The Prime Minister was expected to use the session to suggest that rather than imposing tit-for-tat tariffs the G7 should be increasing pressure on China to reduce its excess steel capacity.
Mr Trump, who has engaged in a very public spat on Twitter over the tariffs, has been left isolated at the summit.
A senior UK official said Mrs May was using the G7 session to stress that - along with colleagues - she viewed the 25% tariff on steel imported to the US and 10% levy on aluminium as deeply regrettable.
Mr Trump's justification that the levy imposed on imports was necessary due to national security implications makes it "harder to understand and explain" when it hit the "closest allies" of the US.
Mrs May was also expected to tell the meeting that "if we can't find a way back from the current situation quickly, countermeasures from the EU will be unavoidable".
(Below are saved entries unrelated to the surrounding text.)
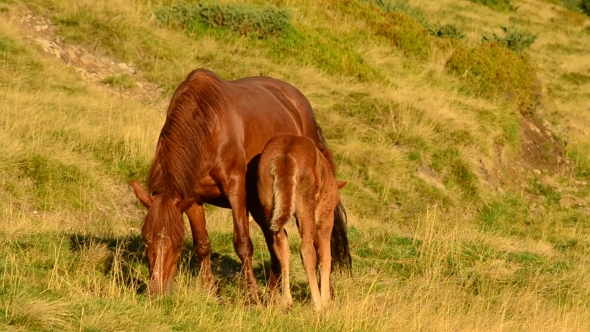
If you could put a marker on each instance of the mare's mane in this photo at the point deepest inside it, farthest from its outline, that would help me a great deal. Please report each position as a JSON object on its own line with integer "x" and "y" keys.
{"x": 194, "y": 109}
{"x": 193, "y": 112}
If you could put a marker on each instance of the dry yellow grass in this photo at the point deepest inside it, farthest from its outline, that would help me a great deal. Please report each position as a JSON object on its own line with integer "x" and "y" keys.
{"x": 427, "y": 256}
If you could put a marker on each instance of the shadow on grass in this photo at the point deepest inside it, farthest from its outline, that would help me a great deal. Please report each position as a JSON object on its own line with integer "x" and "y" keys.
{"x": 128, "y": 252}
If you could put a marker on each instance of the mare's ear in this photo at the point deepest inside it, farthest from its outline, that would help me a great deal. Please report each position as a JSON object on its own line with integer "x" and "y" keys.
{"x": 185, "y": 204}
{"x": 141, "y": 194}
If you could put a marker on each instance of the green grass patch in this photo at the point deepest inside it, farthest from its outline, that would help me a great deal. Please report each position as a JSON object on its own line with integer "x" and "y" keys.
{"x": 270, "y": 29}
{"x": 513, "y": 39}
{"x": 497, "y": 5}
{"x": 406, "y": 33}
{"x": 120, "y": 82}
{"x": 576, "y": 78}
{"x": 55, "y": 183}
{"x": 507, "y": 214}
{"x": 244, "y": 19}
{"x": 455, "y": 172}
{"x": 495, "y": 71}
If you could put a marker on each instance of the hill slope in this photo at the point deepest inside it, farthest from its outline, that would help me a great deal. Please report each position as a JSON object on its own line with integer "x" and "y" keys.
{"x": 467, "y": 161}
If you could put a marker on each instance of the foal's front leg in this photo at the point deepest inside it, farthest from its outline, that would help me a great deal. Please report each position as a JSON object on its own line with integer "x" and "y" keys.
{"x": 196, "y": 217}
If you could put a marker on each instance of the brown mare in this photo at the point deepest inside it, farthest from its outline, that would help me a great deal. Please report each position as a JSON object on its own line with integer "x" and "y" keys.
{"x": 213, "y": 131}
{"x": 295, "y": 177}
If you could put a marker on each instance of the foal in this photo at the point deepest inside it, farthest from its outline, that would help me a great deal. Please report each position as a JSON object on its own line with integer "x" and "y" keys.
{"x": 295, "y": 177}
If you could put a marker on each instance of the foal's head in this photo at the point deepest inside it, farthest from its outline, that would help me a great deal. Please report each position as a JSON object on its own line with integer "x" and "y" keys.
{"x": 163, "y": 232}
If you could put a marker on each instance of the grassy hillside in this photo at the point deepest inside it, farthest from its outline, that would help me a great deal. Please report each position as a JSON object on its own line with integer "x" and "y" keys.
{"x": 465, "y": 145}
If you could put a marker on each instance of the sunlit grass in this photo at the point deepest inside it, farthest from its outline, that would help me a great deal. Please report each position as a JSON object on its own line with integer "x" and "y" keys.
{"x": 449, "y": 229}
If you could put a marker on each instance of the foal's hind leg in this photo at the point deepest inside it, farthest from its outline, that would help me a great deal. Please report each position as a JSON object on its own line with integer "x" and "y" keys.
{"x": 307, "y": 230}
{"x": 323, "y": 238}
{"x": 282, "y": 250}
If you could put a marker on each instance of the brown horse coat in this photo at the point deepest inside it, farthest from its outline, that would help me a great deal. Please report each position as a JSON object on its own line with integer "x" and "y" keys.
{"x": 213, "y": 130}
{"x": 294, "y": 177}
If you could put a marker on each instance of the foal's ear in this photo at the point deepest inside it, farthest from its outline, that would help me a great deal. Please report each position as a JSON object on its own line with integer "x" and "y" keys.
{"x": 185, "y": 204}
{"x": 141, "y": 194}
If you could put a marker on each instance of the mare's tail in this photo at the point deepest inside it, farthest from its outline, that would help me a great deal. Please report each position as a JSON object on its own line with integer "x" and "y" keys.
{"x": 283, "y": 171}
{"x": 341, "y": 258}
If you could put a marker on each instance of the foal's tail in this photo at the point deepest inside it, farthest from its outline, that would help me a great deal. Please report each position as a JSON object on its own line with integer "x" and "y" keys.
{"x": 341, "y": 258}
{"x": 283, "y": 170}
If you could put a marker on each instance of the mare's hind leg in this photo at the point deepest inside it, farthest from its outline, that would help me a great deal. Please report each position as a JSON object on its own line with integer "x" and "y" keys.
{"x": 234, "y": 188}
{"x": 256, "y": 205}
{"x": 196, "y": 217}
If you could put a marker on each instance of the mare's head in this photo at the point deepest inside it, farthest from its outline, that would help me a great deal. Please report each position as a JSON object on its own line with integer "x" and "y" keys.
{"x": 163, "y": 232}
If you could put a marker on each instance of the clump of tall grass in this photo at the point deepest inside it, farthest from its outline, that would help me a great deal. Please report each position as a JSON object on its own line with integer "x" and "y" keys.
{"x": 513, "y": 39}
{"x": 406, "y": 33}
{"x": 498, "y": 5}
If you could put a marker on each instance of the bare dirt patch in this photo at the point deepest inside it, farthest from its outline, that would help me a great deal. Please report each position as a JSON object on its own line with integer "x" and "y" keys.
{"x": 540, "y": 149}
{"x": 99, "y": 70}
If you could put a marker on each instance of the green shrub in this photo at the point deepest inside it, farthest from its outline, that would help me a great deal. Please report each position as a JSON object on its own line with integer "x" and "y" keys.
{"x": 272, "y": 31}
{"x": 406, "y": 33}
{"x": 244, "y": 19}
{"x": 513, "y": 39}
{"x": 494, "y": 71}
{"x": 401, "y": 6}
{"x": 499, "y": 5}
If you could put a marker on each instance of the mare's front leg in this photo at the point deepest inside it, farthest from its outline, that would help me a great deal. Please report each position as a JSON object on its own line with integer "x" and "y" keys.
{"x": 196, "y": 217}
{"x": 236, "y": 193}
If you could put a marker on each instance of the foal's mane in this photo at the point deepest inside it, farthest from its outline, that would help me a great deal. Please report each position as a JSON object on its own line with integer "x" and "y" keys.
{"x": 194, "y": 110}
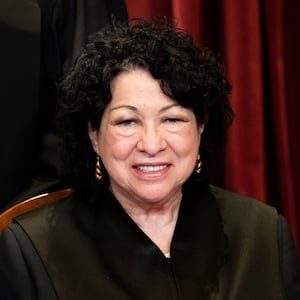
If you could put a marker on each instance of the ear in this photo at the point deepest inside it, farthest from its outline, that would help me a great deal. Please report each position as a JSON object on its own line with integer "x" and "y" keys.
{"x": 93, "y": 135}
{"x": 201, "y": 128}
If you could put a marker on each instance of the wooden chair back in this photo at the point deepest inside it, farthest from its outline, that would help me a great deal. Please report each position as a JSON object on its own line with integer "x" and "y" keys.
{"x": 6, "y": 217}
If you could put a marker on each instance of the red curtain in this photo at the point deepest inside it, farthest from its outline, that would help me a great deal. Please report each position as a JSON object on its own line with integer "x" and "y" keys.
{"x": 259, "y": 45}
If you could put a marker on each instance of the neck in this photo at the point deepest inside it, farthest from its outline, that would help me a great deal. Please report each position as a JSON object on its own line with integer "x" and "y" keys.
{"x": 157, "y": 220}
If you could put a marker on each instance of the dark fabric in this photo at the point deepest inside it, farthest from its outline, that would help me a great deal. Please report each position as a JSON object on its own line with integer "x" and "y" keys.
{"x": 258, "y": 42}
{"x": 19, "y": 89}
{"x": 100, "y": 253}
{"x": 39, "y": 41}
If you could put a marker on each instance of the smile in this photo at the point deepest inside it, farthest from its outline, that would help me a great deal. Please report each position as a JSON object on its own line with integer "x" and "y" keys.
{"x": 151, "y": 168}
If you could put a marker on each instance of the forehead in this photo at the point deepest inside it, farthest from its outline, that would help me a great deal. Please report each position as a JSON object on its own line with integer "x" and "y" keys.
{"x": 138, "y": 87}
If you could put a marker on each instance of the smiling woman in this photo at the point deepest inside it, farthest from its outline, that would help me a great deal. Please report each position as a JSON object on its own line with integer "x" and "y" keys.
{"x": 139, "y": 113}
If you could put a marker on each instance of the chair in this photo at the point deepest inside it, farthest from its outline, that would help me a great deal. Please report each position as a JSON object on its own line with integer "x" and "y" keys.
{"x": 6, "y": 217}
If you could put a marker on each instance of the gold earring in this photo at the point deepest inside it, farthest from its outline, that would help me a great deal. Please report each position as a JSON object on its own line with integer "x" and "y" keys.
{"x": 198, "y": 164}
{"x": 98, "y": 173}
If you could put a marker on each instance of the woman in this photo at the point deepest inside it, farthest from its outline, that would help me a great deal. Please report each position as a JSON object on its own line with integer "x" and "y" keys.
{"x": 141, "y": 113}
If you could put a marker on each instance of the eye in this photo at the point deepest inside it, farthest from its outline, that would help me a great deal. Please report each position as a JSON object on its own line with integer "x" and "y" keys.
{"x": 126, "y": 122}
{"x": 173, "y": 120}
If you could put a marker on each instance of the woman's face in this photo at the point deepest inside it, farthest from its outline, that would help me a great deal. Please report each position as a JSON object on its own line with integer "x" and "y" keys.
{"x": 146, "y": 141}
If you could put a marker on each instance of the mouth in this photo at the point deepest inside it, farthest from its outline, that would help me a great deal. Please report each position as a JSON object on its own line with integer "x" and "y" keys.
{"x": 148, "y": 169}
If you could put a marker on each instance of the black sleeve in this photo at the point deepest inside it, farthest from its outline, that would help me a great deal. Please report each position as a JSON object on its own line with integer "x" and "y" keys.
{"x": 289, "y": 261}
{"x": 22, "y": 274}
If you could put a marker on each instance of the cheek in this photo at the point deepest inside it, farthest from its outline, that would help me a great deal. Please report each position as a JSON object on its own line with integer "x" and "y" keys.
{"x": 114, "y": 148}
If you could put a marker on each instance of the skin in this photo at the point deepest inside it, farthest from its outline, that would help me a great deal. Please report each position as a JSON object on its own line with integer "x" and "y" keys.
{"x": 149, "y": 147}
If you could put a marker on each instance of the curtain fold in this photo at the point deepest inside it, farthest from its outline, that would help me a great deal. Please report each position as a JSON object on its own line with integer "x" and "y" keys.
{"x": 258, "y": 43}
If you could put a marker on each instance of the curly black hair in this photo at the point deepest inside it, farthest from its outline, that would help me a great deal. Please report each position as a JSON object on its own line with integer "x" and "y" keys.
{"x": 188, "y": 73}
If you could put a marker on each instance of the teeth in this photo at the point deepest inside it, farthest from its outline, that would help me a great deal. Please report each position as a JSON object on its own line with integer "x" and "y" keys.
{"x": 151, "y": 168}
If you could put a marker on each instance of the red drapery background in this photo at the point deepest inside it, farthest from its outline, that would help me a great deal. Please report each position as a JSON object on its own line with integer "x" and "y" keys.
{"x": 259, "y": 45}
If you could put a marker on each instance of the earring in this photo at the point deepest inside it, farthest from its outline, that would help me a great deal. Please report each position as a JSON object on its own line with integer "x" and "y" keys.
{"x": 98, "y": 173}
{"x": 198, "y": 165}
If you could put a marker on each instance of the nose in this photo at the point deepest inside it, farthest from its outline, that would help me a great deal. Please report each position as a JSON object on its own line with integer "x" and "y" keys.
{"x": 151, "y": 140}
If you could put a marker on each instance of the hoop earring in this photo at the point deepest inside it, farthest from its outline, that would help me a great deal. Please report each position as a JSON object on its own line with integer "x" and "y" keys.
{"x": 198, "y": 168}
{"x": 98, "y": 172}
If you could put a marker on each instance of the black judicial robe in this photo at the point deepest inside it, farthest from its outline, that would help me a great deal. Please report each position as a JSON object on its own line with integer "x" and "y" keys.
{"x": 39, "y": 41}
{"x": 225, "y": 246}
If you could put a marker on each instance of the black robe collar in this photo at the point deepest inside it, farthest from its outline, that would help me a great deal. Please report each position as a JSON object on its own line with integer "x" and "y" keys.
{"x": 134, "y": 264}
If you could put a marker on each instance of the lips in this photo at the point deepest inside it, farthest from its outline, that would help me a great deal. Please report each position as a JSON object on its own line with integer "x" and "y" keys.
{"x": 147, "y": 169}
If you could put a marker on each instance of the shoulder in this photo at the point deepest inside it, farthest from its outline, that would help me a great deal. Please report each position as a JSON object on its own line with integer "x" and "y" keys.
{"x": 233, "y": 205}
{"x": 22, "y": 274}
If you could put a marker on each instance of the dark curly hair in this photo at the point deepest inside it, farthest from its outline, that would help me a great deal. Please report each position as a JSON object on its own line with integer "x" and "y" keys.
{"x": 188, "y": 73}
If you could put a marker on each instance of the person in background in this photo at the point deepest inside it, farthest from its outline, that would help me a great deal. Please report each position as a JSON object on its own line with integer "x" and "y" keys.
{"x": 140, "y": 114}
{"x": 39, "y": 41}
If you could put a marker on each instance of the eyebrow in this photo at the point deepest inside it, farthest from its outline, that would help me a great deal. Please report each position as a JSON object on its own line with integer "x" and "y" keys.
{"x": 133, "y": 108}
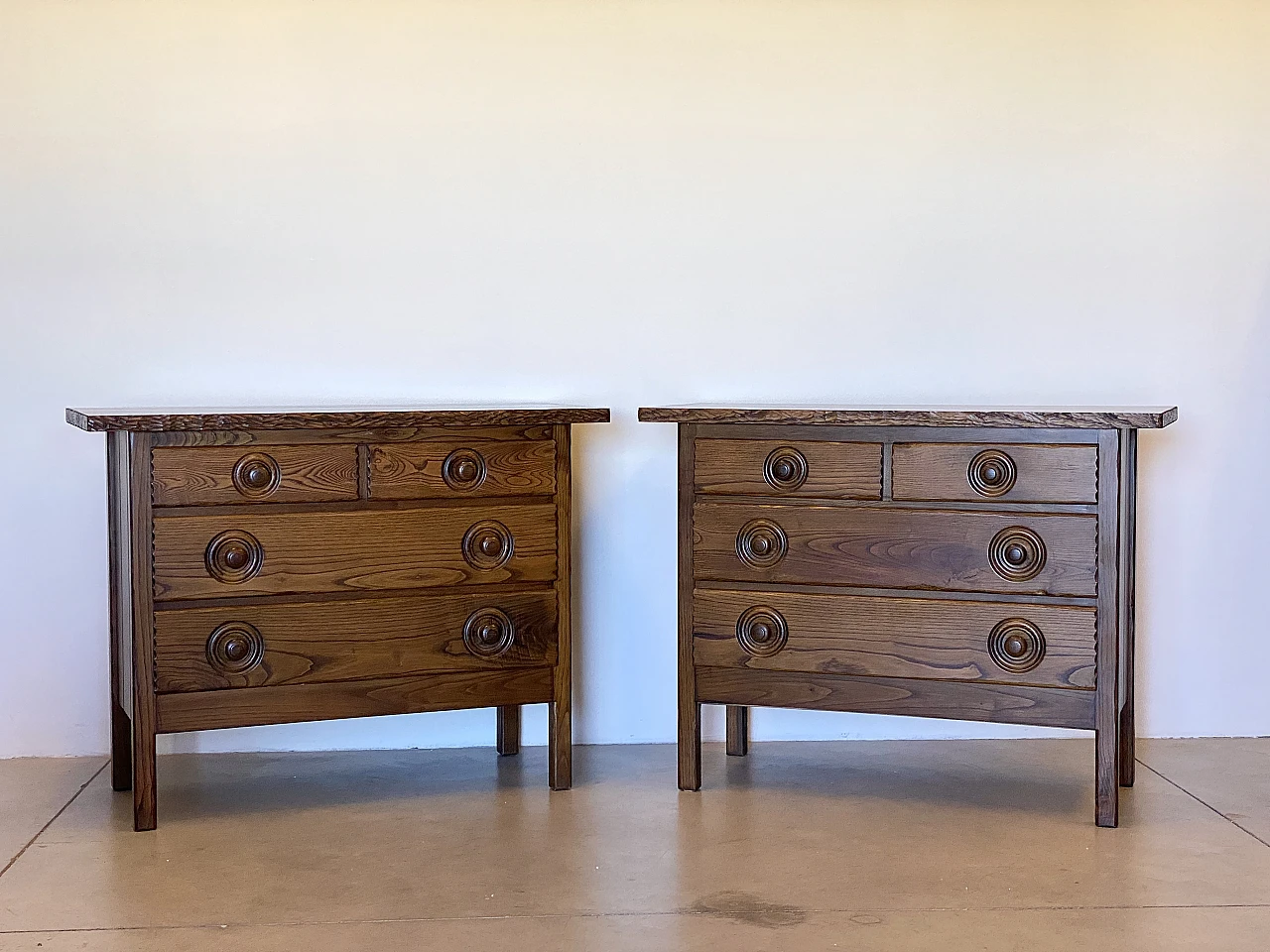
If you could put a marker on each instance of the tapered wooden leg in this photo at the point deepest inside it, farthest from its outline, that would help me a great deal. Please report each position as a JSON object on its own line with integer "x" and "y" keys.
{"x": 509, "y": 730}
{"x": 738, "y": 730}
The response from Brussels is expected to come into effect from July unless there is a breakthrough.
Mrs May was expected to warn there was no guarantee that domestic sources will replace the supply of products hit with tariffs.
The source said Mrs May would also make the point that "the West, led by the US devised the global rules-based system to enable our citizens to benefit from globalisation while providing reassurance that we would all play by a common set of rules".
Speaking to reporters accompanying her at the G7 summit in Canada, Mrs May said the response from the EU must be proportionate.
The senior Government source said: "We are talking with the EU about exactly what the measures are going to look like".
Another official said: "We need to work through the detail of the European Commission's proposals."